Sanoid at All Things Open 2014
Published by Jim Salter // October 28th, 2014
Sanoid is the culmination of about 5 years’ work and testing-under-fire in my own local consulting business, but All Things Open 2014 saw its first launch as a finished product under its own name. It was a great experience, and I learned a lot of things – one of which being, if you’re the only one holding down a popular booth at a large technical conference, your voice is going to be shot after the first day!
The demo given was pretty simple, but compelling enough to draw a lot of interest – here are two boxes in a rack. The one on top is running some VMs. The one on the bottom gets replicated copies of those VMs over the network once every hour. Make a change in production, and it replicates to backup. Here’s the config file, it’s simple, single-point-of-configuration, human-readable. Here’s the replicated copy of the production VM, booted in real-time on the backup server, without disturbing the production environment. Here’s monitoring it to be sure everything’s working. I have to admit, i was surprised that nobody challenged me on the replication process – I expected (and was prepared to do) “party tricks” all day – change the wallpaper in production, trigger a manual replication, see the change happen on backup. Oh well – maybe there will be some properly paranoid and untrusting types at the next show!

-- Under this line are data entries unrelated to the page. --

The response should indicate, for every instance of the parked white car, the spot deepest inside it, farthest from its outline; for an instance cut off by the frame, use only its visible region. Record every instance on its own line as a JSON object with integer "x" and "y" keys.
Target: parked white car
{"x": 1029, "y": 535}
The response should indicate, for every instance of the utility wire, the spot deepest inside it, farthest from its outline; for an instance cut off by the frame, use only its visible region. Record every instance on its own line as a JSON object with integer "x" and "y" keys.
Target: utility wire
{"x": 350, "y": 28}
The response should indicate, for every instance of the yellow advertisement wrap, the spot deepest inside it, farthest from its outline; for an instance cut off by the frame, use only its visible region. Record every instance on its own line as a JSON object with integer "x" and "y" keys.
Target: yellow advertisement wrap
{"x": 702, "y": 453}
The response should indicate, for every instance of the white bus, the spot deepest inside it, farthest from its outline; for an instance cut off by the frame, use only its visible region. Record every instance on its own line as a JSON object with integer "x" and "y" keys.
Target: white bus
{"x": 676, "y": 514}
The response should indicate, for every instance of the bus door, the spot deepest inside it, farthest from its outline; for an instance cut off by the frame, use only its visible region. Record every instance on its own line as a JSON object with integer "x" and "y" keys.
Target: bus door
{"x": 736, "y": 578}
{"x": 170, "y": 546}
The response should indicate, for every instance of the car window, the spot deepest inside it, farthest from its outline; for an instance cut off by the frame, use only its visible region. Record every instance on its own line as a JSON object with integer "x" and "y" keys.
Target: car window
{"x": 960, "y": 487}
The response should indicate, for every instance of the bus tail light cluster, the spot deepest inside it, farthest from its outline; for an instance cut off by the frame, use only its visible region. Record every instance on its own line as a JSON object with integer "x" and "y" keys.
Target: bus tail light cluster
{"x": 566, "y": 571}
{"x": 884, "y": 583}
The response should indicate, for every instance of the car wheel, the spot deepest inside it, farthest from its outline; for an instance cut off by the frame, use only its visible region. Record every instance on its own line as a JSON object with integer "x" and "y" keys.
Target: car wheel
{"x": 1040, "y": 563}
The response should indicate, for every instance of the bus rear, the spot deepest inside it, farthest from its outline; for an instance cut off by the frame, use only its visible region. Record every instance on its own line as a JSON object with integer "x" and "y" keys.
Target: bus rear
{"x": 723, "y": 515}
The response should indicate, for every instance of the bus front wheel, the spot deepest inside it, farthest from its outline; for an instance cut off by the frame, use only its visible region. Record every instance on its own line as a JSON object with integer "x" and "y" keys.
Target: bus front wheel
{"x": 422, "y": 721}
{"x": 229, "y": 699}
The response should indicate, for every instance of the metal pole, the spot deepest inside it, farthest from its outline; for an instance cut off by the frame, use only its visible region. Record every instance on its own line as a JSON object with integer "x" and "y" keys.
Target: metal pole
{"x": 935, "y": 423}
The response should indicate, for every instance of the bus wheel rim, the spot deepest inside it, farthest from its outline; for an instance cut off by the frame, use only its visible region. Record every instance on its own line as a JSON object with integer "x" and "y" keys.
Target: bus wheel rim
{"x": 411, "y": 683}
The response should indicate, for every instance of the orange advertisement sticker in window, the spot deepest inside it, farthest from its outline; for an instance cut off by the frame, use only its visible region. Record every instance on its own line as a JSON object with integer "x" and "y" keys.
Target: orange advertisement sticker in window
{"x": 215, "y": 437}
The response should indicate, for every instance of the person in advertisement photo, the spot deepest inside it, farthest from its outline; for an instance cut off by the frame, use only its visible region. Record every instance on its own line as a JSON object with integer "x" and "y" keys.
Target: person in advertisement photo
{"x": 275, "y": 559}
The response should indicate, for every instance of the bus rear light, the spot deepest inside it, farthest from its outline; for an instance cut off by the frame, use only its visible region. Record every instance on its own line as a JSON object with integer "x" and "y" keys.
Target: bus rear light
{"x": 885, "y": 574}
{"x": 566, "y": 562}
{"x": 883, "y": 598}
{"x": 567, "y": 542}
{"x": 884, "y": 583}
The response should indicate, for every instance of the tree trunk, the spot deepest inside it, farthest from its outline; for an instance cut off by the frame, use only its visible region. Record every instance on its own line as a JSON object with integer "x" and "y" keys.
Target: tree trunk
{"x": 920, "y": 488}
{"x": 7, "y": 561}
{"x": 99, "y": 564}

So, step one complete… launch the product, show it to people, get some interest.
It’s surprising how much there still is to do after you have a complete product, though – like, oh, finishing this website, creating the marketing material I didn’t have done in time for the product’s actual launch, publish the code, reach out to the people who gave me business cards at the show… all those “little things”. =)
As time goes by I’ll be updating the blog section of the site here with more on Sanoid and my experience launching it, what you can do with it (and why you shouldn’t be without it!), etc. In particular, I will be sharing some case studies from small businesses and organizations that use Sanoid in production.